Re: [C] CLI Window Pointer
« Reply #15 on: February 13, 2018, 08:30:21 AM »
Quote from: nyteschayde;836071
Care to document how and demystify it?
Not really. Look, this is really stuff you should *not* use. It is a deprecated interface, and programs must not depend on this anymore. Only BCPL programs could, and this only due to the Tripos legacy. It was never an official part of the interface.

Just to give you an approximate idea: The GlobVec is something like the collected "global data" of a C program. Every BCPL program comes with it. Now, the way how Tripos is married with BCPL means that the operating system (Tripos) ingests certain of its Os globals into the program area of its executed child processes - pretty much in the same way how we handle shared libraries today. As such, it had access to Tripos "globals" such as the CLI, the file handles, but also service functions Tripos provided to its clients.

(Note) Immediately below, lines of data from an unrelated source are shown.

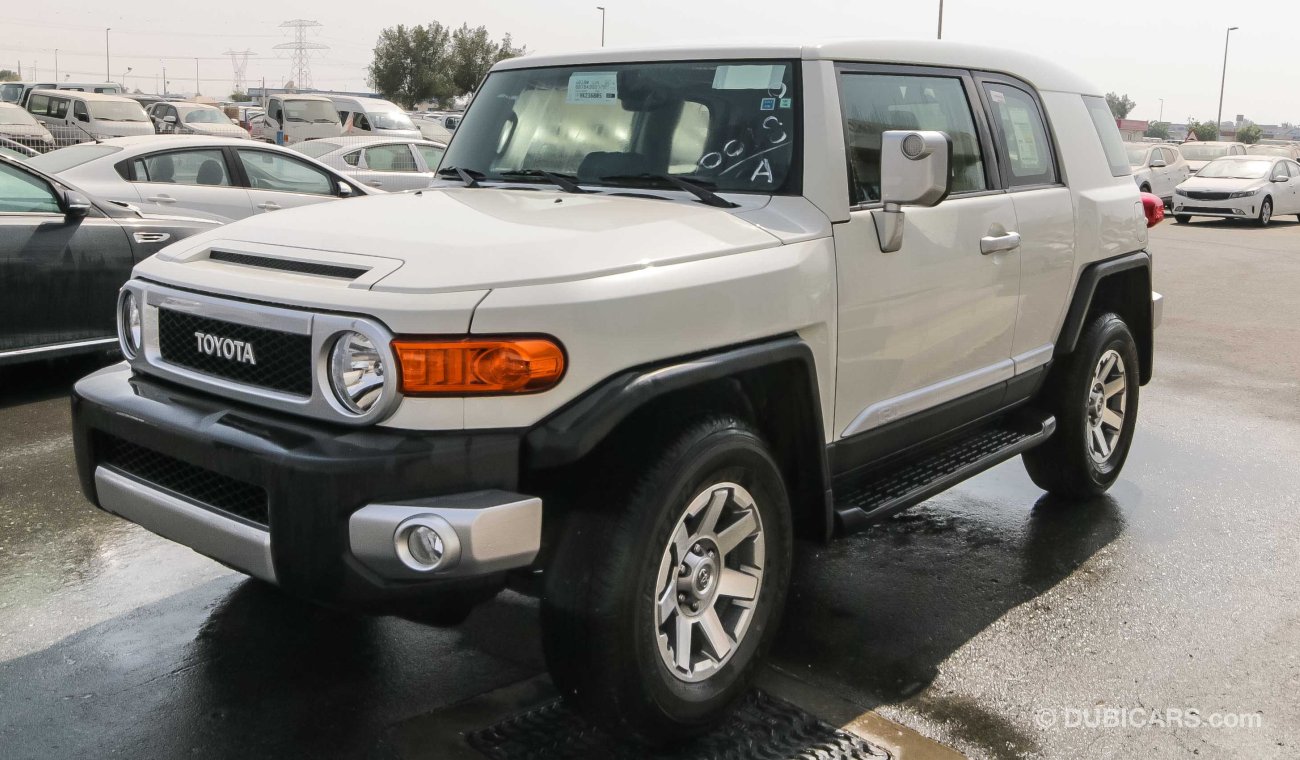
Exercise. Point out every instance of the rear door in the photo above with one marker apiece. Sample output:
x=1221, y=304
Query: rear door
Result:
x=187, y=178
x=932, y=321
x=59, y=274
x=1044, y=211
x=276, y=181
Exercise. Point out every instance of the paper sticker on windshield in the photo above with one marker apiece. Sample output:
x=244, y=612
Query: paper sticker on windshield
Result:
x=749, y=77
x=593, y=87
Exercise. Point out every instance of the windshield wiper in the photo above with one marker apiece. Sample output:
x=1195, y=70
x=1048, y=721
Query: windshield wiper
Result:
x=468, y=176
x=566, y=182
x=696, y=187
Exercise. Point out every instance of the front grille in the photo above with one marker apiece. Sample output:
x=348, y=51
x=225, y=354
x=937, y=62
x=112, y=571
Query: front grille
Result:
x=208, y=489
x=289, y=265
x=282, y=361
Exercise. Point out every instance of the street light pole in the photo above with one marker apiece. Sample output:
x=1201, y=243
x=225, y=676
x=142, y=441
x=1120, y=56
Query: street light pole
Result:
x=1218, y=122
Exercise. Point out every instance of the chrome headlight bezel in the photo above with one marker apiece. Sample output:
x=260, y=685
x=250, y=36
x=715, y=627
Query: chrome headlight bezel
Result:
x=354, y=351
x=130, y=324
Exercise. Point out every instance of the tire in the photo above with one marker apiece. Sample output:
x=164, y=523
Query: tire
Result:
x=1265, y=213
x=1074, y=463
x=614, y=607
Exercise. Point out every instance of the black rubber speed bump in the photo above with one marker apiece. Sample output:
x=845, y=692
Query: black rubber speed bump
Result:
x=762, y=726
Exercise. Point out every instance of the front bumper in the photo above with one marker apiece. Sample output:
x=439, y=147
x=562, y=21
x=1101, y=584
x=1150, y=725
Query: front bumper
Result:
x=1235, y=208
x=303, y=504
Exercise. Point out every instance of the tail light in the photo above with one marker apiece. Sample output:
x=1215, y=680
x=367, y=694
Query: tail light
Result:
x=477, y=367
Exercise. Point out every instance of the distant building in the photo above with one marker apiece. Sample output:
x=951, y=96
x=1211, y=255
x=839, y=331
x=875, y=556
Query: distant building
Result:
x=1132, y=130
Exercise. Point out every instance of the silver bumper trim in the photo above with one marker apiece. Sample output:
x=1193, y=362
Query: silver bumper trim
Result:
x=228, y=541
x=493, y=530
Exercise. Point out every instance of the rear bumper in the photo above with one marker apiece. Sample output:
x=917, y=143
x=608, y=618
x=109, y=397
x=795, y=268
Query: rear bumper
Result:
x=310, y=507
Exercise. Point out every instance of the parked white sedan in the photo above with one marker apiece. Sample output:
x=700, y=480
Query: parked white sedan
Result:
x=222, y=177
x=1240, y=187
x=390, y=164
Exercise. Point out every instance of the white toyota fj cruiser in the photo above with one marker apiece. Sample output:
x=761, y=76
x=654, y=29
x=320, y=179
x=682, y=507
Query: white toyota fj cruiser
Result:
x=664, y=312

BCPL programs did not open "dos.library". It rather got access to the dos.library functions due to its globvec, which was merged by the BCPL standard startup code with the global data of the program such that you could call Tripos functions as if these were your own program functions.

A side effect of this is that dos.library does not (even today) depend on A6 being loaded with the library base pointer (this convention does not exist in BCPL).

The GlobVec contains look-alikes of the functions you find in dos.library today, but also a lot of the "post 1.3" area, even in the old-ages. As such we have rdargs(), but also buffered I/O (fread, fgetc, fwrite, fputc are part of the kickstart 1.2 globvec and not accessible from C), some math helper functions, also co-routine handling (not even available to-day, but for good reason) and a lot of other junk, such as Exit().

One way or another. It's nothing you can depend upon these days, even more so as some of the pecularities of the GlobVec changed - in so far as programs no longer receive a "private copy" of it, but only the "dos.library internal global version" of it.

As a net-result, over-loading GlobVec entries does no longer work, and thus some 1.2 binaries no longer work. Ed v33 is probably the most known example of things that broke.